Underneath that crunchy fried tofu and sliced pork are wonderful, complimenting flavors of soy sauce, vinegar, onions, and of course, the heat of chili peppers. So when you push that fork to get those yummy pieces of tofu and pork, push a little deeper to pick up and enjoy all of those flavors.
Tokwa’t Baboy literally means “tofu and pork.” It is dish traditionally eaten as a side dish with the Filipino’s version of congee, which is lugaw and arroz caldo. In some occasions, it is also eaten as “pulutan” or finger food with alcohol beverages like beer and hard liquor.
1 tub firm tofu - fully drained ½ lb pork belly 1 cup vegetable oil 2 cups water 1 Tablespoon salt 2 bay leaves 1 cup cane vinegar 3 Tablespoon soy sauce 1 Tablespoon sugar 1 Tablespoon finely chopped garlic 1 teaspoon finely chopped ginger 1 teaspoon Worcestershire sauce 1 teaspoon sesame oil 1 teaspoon ground black pepper ½ teaspoon salt 1 small red onion - diced ¼ cup chopped green onions 3 Thai chili pepper - cut thinly
Cut tofu into ½ inch cubes and place in a colander to drain.

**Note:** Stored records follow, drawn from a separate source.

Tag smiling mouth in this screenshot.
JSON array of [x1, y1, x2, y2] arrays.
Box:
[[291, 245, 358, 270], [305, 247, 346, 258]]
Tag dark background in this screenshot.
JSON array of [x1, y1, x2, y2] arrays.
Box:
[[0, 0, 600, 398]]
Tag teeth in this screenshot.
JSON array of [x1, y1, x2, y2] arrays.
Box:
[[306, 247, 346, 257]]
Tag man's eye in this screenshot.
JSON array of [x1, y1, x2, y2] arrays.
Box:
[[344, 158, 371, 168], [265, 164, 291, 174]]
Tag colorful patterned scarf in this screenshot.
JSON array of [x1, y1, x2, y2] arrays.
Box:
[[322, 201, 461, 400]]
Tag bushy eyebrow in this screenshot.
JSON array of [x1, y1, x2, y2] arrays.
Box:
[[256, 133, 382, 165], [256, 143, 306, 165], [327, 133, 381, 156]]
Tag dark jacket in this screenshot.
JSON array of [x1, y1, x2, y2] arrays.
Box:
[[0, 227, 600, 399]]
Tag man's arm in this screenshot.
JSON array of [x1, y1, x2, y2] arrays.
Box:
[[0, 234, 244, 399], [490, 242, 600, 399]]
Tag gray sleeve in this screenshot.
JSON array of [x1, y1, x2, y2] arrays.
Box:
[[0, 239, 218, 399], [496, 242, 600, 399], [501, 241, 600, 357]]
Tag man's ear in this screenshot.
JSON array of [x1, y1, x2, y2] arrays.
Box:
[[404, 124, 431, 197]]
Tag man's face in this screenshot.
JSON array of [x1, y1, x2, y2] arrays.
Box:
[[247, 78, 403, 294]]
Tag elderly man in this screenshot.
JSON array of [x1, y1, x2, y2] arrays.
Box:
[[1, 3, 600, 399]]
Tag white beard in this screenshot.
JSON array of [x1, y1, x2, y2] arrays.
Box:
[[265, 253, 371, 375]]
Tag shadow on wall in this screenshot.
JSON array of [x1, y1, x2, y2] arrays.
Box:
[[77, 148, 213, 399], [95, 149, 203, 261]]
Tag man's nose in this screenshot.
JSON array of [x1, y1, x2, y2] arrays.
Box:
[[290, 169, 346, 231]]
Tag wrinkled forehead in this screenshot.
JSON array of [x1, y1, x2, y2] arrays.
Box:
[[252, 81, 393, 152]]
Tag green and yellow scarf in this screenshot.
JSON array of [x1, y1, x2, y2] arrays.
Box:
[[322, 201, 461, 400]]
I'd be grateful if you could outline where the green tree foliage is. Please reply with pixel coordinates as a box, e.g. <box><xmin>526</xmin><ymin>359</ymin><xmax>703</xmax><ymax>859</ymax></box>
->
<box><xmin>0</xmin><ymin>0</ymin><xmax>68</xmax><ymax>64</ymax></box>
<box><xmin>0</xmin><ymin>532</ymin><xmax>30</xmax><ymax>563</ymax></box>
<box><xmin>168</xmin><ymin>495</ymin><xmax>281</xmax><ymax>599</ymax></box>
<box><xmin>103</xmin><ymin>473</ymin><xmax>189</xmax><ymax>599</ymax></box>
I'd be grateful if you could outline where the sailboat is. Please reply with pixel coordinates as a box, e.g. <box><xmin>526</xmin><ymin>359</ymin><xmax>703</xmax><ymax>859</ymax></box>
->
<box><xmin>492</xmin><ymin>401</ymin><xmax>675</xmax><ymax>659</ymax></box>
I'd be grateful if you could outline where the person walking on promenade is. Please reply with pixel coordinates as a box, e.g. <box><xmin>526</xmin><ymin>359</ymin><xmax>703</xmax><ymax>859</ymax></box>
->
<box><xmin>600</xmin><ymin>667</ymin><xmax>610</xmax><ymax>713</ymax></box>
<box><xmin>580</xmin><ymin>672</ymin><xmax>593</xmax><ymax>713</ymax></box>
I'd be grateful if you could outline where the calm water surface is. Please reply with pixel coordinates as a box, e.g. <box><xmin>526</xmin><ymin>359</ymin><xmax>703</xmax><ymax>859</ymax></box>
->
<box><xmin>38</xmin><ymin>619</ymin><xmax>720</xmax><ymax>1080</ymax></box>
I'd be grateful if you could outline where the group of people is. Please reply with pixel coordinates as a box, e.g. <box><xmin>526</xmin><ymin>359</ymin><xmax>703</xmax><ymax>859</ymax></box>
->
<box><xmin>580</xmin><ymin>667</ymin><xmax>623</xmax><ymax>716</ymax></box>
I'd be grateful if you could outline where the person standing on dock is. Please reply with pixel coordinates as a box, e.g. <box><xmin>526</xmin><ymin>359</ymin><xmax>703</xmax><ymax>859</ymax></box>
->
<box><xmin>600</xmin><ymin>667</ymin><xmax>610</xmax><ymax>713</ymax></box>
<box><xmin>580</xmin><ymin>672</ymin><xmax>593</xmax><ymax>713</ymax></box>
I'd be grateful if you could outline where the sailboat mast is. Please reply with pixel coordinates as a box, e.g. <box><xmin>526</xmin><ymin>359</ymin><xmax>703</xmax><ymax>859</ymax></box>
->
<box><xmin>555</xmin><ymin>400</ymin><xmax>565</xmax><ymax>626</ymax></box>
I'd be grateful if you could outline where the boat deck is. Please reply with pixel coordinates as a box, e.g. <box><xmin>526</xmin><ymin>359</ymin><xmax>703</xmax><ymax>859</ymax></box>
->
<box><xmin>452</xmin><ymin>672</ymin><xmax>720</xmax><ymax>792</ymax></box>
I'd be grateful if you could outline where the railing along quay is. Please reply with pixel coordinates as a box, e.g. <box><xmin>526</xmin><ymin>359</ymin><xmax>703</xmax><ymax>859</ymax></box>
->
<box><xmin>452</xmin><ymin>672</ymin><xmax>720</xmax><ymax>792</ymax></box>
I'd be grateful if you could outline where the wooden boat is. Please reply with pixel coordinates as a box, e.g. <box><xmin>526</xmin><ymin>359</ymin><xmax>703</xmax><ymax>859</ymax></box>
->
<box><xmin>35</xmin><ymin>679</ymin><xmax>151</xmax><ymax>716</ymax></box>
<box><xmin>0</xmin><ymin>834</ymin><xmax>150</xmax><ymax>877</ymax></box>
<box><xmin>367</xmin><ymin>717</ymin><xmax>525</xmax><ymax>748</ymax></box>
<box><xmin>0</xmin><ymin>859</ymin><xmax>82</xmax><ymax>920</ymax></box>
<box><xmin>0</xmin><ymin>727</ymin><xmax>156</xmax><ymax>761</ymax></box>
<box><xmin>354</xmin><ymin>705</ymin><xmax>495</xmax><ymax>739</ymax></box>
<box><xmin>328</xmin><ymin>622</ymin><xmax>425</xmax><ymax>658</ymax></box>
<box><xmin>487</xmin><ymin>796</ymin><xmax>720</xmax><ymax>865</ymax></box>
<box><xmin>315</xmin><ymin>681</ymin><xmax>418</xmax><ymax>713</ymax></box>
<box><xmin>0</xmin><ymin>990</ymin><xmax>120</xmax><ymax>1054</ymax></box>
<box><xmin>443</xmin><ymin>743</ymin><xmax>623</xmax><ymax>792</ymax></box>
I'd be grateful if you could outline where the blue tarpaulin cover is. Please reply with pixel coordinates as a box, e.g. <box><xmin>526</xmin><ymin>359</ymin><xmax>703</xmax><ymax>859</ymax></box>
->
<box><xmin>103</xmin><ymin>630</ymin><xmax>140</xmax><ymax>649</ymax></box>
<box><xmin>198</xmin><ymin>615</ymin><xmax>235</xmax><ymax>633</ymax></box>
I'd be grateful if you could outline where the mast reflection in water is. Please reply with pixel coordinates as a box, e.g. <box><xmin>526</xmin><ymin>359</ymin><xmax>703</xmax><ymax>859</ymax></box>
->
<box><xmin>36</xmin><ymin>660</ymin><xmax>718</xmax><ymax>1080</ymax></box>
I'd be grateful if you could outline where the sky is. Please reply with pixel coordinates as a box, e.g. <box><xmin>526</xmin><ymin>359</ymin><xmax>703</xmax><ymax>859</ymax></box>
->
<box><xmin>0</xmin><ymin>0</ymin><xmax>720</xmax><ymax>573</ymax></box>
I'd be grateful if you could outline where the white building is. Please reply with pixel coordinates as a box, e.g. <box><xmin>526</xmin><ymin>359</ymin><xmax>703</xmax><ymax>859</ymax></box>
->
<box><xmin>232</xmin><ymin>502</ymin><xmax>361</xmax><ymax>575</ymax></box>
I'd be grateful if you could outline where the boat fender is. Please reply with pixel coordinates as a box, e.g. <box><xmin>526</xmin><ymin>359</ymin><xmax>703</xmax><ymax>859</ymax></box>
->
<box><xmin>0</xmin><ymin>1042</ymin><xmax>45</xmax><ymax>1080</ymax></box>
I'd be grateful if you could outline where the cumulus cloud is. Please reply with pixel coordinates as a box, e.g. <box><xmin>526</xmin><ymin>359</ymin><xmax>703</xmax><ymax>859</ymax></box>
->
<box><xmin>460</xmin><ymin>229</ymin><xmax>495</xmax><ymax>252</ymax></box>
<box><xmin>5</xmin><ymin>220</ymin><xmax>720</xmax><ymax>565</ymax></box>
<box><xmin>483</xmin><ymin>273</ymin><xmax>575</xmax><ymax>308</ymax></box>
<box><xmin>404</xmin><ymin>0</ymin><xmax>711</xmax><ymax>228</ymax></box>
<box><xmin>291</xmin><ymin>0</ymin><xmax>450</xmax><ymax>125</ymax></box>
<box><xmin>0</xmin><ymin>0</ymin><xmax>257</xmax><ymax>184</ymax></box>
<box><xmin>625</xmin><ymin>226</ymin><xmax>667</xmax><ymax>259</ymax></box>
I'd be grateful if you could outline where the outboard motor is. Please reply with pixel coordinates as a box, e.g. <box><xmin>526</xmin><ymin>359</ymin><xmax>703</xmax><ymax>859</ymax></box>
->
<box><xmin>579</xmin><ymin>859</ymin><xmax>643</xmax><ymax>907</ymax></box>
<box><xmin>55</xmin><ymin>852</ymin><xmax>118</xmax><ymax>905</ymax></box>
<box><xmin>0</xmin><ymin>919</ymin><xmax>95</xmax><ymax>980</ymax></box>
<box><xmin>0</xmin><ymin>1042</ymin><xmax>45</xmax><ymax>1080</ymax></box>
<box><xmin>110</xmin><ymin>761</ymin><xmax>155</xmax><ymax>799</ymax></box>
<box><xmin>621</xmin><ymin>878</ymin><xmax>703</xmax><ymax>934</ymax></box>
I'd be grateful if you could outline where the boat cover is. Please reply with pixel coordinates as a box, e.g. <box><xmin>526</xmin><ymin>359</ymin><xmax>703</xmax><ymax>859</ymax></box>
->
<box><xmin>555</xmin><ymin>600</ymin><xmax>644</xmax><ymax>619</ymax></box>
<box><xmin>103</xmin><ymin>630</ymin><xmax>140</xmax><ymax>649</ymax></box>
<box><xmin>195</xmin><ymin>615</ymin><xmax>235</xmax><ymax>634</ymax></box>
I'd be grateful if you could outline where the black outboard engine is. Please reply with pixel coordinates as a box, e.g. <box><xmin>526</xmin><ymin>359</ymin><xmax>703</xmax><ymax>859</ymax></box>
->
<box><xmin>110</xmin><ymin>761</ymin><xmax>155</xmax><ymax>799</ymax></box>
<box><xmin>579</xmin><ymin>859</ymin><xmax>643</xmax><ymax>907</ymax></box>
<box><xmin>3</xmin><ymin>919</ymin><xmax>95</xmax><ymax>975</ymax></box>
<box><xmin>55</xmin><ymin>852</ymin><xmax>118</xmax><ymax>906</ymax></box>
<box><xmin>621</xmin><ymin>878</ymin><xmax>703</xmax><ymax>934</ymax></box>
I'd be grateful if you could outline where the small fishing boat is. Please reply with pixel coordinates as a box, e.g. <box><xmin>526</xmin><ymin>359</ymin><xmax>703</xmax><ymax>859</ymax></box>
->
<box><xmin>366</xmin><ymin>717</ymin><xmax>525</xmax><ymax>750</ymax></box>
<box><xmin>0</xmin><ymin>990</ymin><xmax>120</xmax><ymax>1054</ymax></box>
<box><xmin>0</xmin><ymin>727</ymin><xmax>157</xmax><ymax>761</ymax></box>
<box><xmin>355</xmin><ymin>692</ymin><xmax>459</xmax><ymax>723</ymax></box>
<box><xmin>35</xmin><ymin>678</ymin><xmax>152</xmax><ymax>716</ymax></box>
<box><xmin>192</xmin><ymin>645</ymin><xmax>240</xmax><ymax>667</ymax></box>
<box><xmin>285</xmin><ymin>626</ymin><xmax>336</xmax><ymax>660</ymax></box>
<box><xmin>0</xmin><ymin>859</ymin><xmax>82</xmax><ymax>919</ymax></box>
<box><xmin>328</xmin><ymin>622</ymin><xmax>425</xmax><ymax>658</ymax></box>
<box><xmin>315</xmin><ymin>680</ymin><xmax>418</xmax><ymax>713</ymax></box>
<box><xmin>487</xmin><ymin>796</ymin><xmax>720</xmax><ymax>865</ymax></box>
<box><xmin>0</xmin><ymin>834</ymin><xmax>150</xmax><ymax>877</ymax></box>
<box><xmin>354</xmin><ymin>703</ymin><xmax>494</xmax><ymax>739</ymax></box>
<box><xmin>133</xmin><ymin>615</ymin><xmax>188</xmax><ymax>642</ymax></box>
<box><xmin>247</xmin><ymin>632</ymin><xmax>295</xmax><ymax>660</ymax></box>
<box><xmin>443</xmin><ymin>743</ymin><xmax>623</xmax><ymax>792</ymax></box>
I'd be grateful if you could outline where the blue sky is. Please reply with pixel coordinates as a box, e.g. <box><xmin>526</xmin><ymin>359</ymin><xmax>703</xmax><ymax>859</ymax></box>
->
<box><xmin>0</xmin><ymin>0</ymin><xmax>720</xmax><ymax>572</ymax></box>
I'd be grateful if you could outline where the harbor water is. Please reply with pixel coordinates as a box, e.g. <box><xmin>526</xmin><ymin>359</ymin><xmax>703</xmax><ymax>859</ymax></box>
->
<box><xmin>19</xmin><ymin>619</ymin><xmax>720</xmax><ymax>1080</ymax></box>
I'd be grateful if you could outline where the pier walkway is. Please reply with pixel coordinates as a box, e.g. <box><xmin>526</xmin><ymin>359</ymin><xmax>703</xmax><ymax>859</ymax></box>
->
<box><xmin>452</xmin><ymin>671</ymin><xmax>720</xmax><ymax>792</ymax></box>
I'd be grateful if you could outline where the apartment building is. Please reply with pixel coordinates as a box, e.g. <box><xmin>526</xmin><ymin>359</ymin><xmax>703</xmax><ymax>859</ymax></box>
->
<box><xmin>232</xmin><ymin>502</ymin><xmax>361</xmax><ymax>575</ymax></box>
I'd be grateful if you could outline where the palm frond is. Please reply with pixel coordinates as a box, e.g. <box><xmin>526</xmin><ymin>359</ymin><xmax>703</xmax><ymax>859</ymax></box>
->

In a medium bowl, combine all the vinegar mixture and then set aside. Place small sauce pan over medium heat. Add water, salt, bay leaves, and pork belly. Let it simmer until pork skin is soft enough to be pricked with fork (about 30 minutes) Remove from pan and set aside to cool and drain. Slice boiled pork belly thinly and about 1 inch wide. Place wok over high heat and then add 1 tablespoon oil. When the oil is hot, add sliced pork and stir fry until light browned. Transfer in the vinegar mixture and toss. Let it soak for about 15 minutes. Return wok over high heat and then add 1 cup vegetable oil. When the oil is hot, deep fry tofu until they are golden brown and crispy. You may have to do it in two or three batches. Place cooked tofu in a colander to drain. Toss in hot tofu in the vinegar mixture with the fried pork. Serve immediately.
Chicken Arroz Caldo
1 whole chicken – cut into serving pieces 1 medium onion – chopped 1 cup uncooked rice 2½ Tablespoon finely minced ginger 2 Tablespoon finely minced garlic 2 Tablespoon vegetable oil Salt or Patis(Fish Sauce) to taste Gound black pepper to taste 6 cups water (add more if it rice becomes too thick) 1 cup chopped green onions or scallion for flavoring and garnishing (chop but separate the white parts) Sesame oil to taste. Slices of lemon or calamansi. 1 teaspoon kasubha or safflower for coloring.
Place wok or large casserole over medium-high heat then add oil. When the oil is hot,add onions, garlic, and ginger. Stir fry until onion is translucent. Add chicken then stir fry until chicken is seared to light brown. Add water and let it boil. Remove all the foam that will float on top of the water. Add rice and let it boil. Stir occasionally to avoid rice from sticking to the bottom. Add the safflower. Add the whites parts of the green onion. Add salt or fish sauce as needed. Add ground pepper. Serve hot topped with chopped green onion. Toasted garlic, lemon or calamansi, additional chopped green onions, and sesame oil may be served on the side.